看着战凌拓被刮出了几道伤痕,还沾满了土壤的小脸,再看看他刮烂了的衣服,欧澜牵起红唇笑了笑,“战小拓,你现在特别像刚被狗啃了的熊孩子。”
战凌拓也笑了笑,“你也一样啊,欧小澜,你就像刚刚被狗撵了的熊妈妈。”
两人对视了三秒钟,然后,“哈哈哈……”
笑过十秒钟后,欧澜突然就由笑转哭,“哇哇呜啊,战小拓,我完了,我把战家的明日出曾孙养成了这副狗啃容貌,你奶奶见了肯定要扒我的皮啊!”
说着,欧澜一把将男孩牢牢地抱在怀里,“你奶奶一定以为我荼毒你,说不定连忙把你带回战家,呜呜哇,我不要和你脱离啊战小拓!”
被欧小澜牢牢地抱在怀里,还听到她喊着不要和他脱离,战凌拓以为幸福都要将他融化了,原来他也是很担忧的,这一刻却幸福地笑出了声音。
“不要怕,欧小澜,我会跟奶奶解释,是我自己不小心滑倒的,如果奶奶非要带我回战家,我就绝食跳湖割腕撞墙,以死相逼。

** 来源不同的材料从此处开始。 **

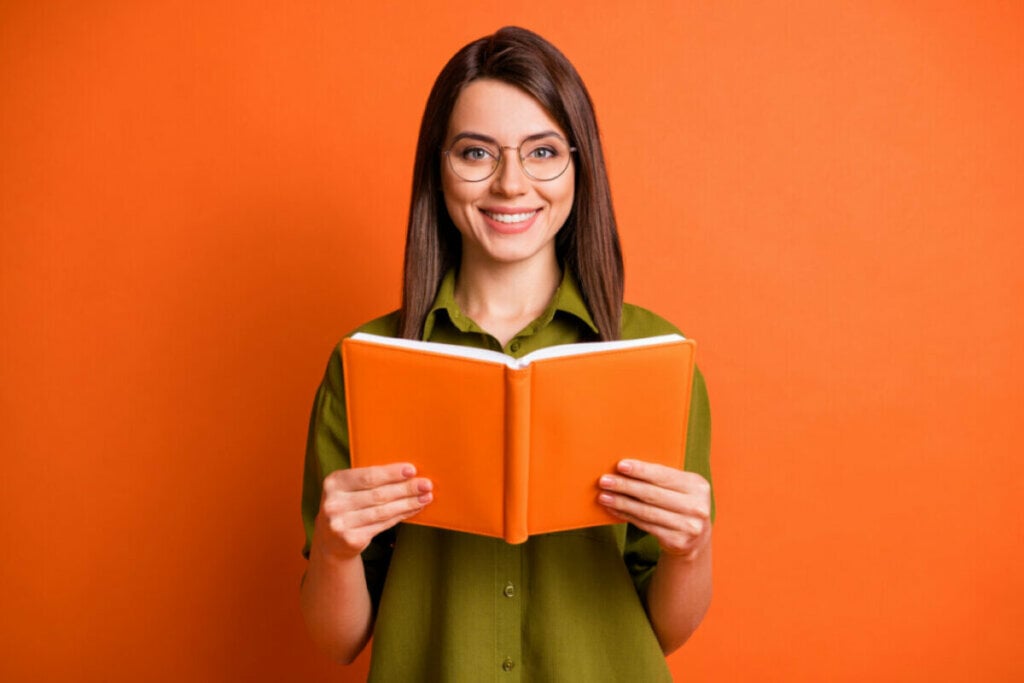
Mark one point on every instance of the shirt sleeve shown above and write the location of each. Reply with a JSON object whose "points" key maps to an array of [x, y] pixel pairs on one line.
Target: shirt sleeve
{"points": [[327, 451], [641, 550]]}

”
欧澜的哭声戛然而止,她定定地看着男孩的小脸,两秒后突然大笑起来,“战小拓,你真是越来越可爱了,小爷没白养你啊!”
说着,她再次猛地将男孩抱进了怀里,“可以以死相逼,但可别真的死啊,我女儿还没出生呢,你要真死翘翘了,未来我女儿生出来送谁去啊?”
战凌拓咯咯地笑,“我又不傻!”
休息了一会,两人起身向回走,可是没敢第一时间回城堡,而是又回到河滨,想着把脸和衣服都洗一洗。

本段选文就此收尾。